Geiger further explored this experimentally and came up with some conclusions that show us better why gold is the preferred element, such as that the most probable angle of deflection increases with the thickness of the material or that the most probable angle of deflection is proportional to the atomic mass of the substance. Gold is easily made into a very thin foil, a very, very, very thin, with the thickness of almost an atom. For the experiment to go as expected, it doesn’t have to be by any means disturbed by such things as a too-thick foil.
“It was quite the most incredible event that has ever happened to me in my life. It was almost as incredible as if you fired a 15-inch shell at a piece of tissue paper and it came back and hit you. On consideration, I realized that this scattering backward must be the result of a single collision, and when I made calculations I saw that it was impossible to get anything of that order of magnitude unless you took a system in which the greater part of the mass of the atom was concentrated in a minute nucleus. It was then that I had the idea of an atom with a minute massive centre, carrying a charge.”Ernest Rutherford
Is this the way we look at atoms now?
In some ways, yes. Firstly, the Rutherford model completely does not respect Newtonian mechanics, which was troubling at first and would have been even more troubling if quantum mechanics hadn’t been on the way. Accelerating charged particles makes them radiate energy, making electrons spiral into the nucleus, losing energy, which is clearly not the case.

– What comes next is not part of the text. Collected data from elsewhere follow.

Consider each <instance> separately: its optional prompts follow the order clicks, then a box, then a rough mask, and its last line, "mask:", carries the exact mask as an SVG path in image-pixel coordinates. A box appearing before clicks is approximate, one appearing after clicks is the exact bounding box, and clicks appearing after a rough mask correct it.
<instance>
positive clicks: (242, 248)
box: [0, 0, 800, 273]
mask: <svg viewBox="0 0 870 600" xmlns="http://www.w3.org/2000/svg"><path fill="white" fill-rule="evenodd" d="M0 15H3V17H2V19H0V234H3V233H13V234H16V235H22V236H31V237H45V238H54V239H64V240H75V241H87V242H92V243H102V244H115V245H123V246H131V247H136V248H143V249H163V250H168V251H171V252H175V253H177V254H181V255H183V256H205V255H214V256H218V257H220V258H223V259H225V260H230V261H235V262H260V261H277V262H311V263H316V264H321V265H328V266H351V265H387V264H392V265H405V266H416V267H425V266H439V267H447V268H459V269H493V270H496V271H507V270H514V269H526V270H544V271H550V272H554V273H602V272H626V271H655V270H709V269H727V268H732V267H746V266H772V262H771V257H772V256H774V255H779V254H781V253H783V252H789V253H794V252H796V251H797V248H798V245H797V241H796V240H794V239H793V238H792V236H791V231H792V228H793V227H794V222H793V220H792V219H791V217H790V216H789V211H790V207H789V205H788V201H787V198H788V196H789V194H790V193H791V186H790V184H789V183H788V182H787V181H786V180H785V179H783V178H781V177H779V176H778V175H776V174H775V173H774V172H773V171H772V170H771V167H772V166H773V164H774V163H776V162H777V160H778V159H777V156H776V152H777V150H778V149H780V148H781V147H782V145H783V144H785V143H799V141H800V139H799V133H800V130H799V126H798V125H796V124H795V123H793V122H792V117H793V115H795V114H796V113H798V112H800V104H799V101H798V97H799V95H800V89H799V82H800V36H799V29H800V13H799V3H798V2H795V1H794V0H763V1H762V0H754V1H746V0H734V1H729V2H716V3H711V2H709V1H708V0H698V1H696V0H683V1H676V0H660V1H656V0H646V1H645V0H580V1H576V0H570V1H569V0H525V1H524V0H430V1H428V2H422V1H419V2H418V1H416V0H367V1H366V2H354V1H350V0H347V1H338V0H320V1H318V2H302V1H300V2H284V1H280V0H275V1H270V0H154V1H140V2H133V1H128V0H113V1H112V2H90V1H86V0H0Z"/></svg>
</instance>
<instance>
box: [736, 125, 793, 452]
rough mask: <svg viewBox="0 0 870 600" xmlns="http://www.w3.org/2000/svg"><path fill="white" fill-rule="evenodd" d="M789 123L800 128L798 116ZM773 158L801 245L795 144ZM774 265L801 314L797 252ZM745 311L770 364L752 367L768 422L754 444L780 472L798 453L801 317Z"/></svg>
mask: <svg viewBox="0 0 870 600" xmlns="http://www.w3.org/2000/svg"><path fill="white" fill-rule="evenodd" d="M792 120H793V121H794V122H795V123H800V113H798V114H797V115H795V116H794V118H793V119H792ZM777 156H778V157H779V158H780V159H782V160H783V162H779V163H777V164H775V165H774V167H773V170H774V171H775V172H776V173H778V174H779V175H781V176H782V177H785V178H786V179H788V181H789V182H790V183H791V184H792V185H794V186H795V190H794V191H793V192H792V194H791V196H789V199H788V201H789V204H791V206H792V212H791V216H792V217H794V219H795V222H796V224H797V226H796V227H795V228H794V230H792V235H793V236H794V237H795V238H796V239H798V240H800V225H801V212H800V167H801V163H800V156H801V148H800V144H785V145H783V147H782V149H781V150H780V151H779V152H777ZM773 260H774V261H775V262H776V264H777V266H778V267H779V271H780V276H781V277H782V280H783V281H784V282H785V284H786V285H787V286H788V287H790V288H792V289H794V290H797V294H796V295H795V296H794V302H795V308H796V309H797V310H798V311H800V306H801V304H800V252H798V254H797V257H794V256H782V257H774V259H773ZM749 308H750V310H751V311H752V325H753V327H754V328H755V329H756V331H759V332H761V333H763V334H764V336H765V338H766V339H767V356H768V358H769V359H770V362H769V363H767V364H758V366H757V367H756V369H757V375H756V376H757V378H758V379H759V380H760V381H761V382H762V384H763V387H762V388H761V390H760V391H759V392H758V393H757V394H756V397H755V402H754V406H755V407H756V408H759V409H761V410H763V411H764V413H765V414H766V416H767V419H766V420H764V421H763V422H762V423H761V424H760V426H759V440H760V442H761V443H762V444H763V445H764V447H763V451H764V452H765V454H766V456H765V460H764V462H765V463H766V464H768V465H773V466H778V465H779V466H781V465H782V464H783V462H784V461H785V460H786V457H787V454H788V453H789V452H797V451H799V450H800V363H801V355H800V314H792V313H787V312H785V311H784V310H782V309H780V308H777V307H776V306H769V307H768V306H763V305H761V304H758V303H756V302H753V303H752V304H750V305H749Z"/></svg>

So scientists had to incorporate quantum mechanics into the game, and the Rutherford model (where electrons kind of orbit the nucleus in the same way planets and satellites do) was replaced with an ‘improved’ model of the atom, the Bohr model (which is actually called the Rutherford-Bohr model). We now know that a quantum interpretation is essential. Electrons don’t actually orbit the nucleus just like planets, in clear orbits (as shown in most textbooks and representations), but rather in a sort of cloud.